The U.N. did nothing when the murderous Khmer Rouge began piling up more than a million corpses in the killing fields of Cambodia in the mid-1970s. The U.N. did nothing when Hutus slaughtered nearly a million Tutsis in Rwanda in barely 100 days in 1994. The U.N. sat idly by when Serbians began wiping out ethnic Albanians in Kosovo in 1998, a genocide that was interrupted only when NATO — under the leadership of the United States — intervened.


The United Nations was founded in the aftermath of World War II, just as the world was beginning to learn the full horrors of history's worst genocide, the Holocaust that consumed 6 million Jews and 3 million others in Europe. One of the U.N.'s first acts was to pass a Genocide Convention in 1948, which defined genocide "as acts committed with the intent to destroy, in whole or in part, a national, [ethnic], racial, or religious group. . . ." But despite condemning genocide, the U.N. failed to enact mechanisms to stop genocide while it is occurring.


Given the politics of the U.N., in which countries often act in regional or interest-based voting blocks, censuring — much less stopping — genocidal activity becomes nearly impossible. Arab and Muslim nations constitute one of the largest and most powerful voting blocks within the U.N., and these countries are loath to criticize their co-ethnics and co-religionists, especially for crimes against non-Arabs or non-Muslims.

In November, the U.N. General Assembly rejected for the third time a resolution that would have condemned human rights violations in Sudan, with 91 of the 191 member nations voting against the resolution. Gerald Scott, a U.S. delegate to the General Assembly's committee on social, cultural and humanitarian affairs, said at the time that "three consecutive failures of member states of the United Nations to present a unified front against well-documented atrocities [represents] nothing less than the complete breakdown of the U.N.'s deliberative bodies related to human rights.

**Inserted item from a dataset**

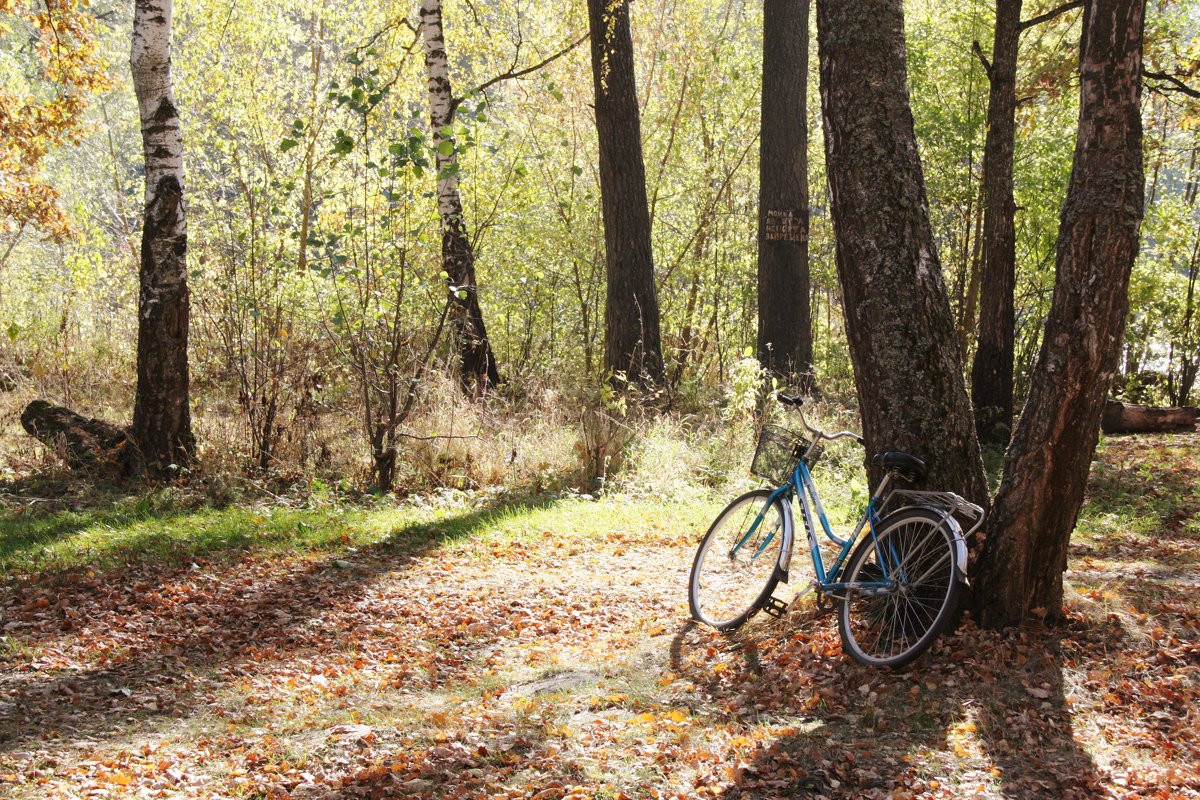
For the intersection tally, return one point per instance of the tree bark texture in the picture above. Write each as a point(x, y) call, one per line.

If these bodies cannot speak with one voice on an issue as clear as Darfur, what can they do?"


Precisely. The U.N.'s response to the genocide in Darfur has been to claim it isn't taking place and for its African members to give Sudan a seat as their representative on the Human Rights Commission in 2004. But rather than acknowledge the U.N.'s hypocrisy, count on the largely left-leaning human rights organizations to react to this latest U.N. outrage by criticizing the United States. Already Human Rights Watch has condemned the U.S. for not being eager to turn over the prosecution of war crimes in Darfur to the International Criminal Court, a quasi-U.N. body whose jurisdiction the United States does not recognize. The problem is not the United States but the United Nations.

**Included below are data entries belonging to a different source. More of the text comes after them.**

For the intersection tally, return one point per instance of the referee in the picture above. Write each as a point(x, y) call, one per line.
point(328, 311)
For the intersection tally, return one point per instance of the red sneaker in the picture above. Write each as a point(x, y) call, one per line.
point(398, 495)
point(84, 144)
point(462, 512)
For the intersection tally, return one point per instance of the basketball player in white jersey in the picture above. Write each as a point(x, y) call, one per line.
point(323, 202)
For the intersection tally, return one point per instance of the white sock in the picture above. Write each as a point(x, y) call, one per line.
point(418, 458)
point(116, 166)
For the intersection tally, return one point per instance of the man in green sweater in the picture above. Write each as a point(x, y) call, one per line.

Editor's note: Linda Chavez served as U.S. expert to the United Nations' subcommission on human rights from 1992-1996
0 Replies
 
Walter Hinteler
 
  1  
Reply Sat 5 Feb, 2005 11:49 am
I'm rather sure, the UN became only a "a largely irrelevant, if not positively destructive institution" AFTER Linda Chavez left them in 1996.
0 Replies
 
au1929
 
  1  
Reply Sat 5 Feb, 2005 03:30 pm
Walter
Although I know your labeling the UN as irrelevent was said in sarcasm. I would agree it is as close to irrelevant as any organization could possibly be. The funds that support that organization could be far better spent than supporting that bloated, do nothing debating society.